We have narrowed in on why progestin is so problematic, which provides further evidence that hormone therapy in general is not the issue here. Progestin is not a progesterone. It does not fit the progesterone receptors properly. It does not impact the body the way progesterone does.
When progestin is eliminated and estrogen alone is considered, the benefits of estrogen hormone therapy greatly outweigh the risks. While oral estrogen does increase risks of coronary heart disease, stroke, and venothrombosis embolism, the benefits continue to surpass risks. Additionally, we do not recommend oral estrogen for these reasons – there are other ways to administer estrogen and other hormones.
We continue to receive confirmation that the cause of the extremely negative results and spread of misinformation in the aftermath of the WHI study was the inclusion of progestins in hormone therapy.
In 2013, a 10-year follow-up from the randomized Stockholm trial determined that new incidences of breast cancer did not vary as the Stockholm trial originally indicated. The follow-up determined that any increased occurrence was due to higher progestin exposure – not to estrogen or progesterone therapies.
A more recent (May 2022) confirmation of the errors of the WHI study was recently published in The Cancer Journal. The review looked at decades of hormone replacement therapy after breast cancer studies (25 different studies). The studies spanned from 1980 – 2013 and the May 2022 review also looked at the previous 20 reviews of the studies.
The May 2022 review found that one of the 25 studies, the HABITS trial, showed an increased risk of breast cancer recurrence. All the recurrence was local or contralateral with no metastasis. The HABITS trial is known to have included progestin therapy. The review found that only 22 of nearly a million people in the 25 studies (all 22 from the HABITS trial) showed an increased recurrence of breast cancer and those 22 people were also on progestin therapy.
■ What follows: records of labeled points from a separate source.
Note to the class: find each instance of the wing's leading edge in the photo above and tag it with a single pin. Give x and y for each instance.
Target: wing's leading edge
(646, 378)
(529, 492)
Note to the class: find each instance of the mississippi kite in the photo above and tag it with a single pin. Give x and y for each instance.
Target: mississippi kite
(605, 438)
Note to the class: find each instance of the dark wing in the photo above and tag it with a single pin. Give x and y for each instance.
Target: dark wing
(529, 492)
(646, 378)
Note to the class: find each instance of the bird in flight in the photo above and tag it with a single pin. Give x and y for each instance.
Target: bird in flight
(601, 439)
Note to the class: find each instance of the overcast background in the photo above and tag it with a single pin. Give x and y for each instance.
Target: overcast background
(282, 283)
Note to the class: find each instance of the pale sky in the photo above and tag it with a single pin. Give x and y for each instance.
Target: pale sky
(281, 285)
More recently, a study published July 2022 in JNCI: Journal of the National Cancer Institute demonstrated that in postmenopausal women treated for early-stage estrogen receptor-positive breast cancer, neither vaginal estrogen therapy nor menopausal hormone therapy was associated with an increased risk of recurrence or mortality.
These recent studies, along with what we already knew, need to be paid attention to! When medicine makes a decision like, “No more hormone replacement therapies,” it has a hard time changing its mind. We must learn to look at the data and admit there is a better way.
The problem is not limited to postmenopausal women. Millions of men are being denied testosterone therapies because they have or have had prostate cancer. Meanwhile, the journal Nature Reviews Urology published an article reviewing a cohort and showing a 33% reduction in prostate cancer incidence in men with increased testosterone use.
Further, it appears testosterone replacement therapy may have a therapeutic role in active or previously treated prostate cancer. This belies the well-established theory since the 1940s that elevated serum testosterone levels are a causal factor in prostate cancer. We must challenge the long-standing (yet, incorrect) paradigm.
With all this new, modern information, we recommend that hormone therapy is safe, lifesaving, and vital to longevity. It is indeed the way to maintain muscle mass, libido, and quality of life as we age. Hormone replacement therapy has a beneficial impact on the brain and reduces the risk of fractures (which increase mortality risk within 10 years of the fracture.)
It is impossible to age in a healthy way without backing up the body with what it needs to survive. As data continues to mount showing the benefits of hormone therapies and disproving previous beliefs, we must have an open mind to change.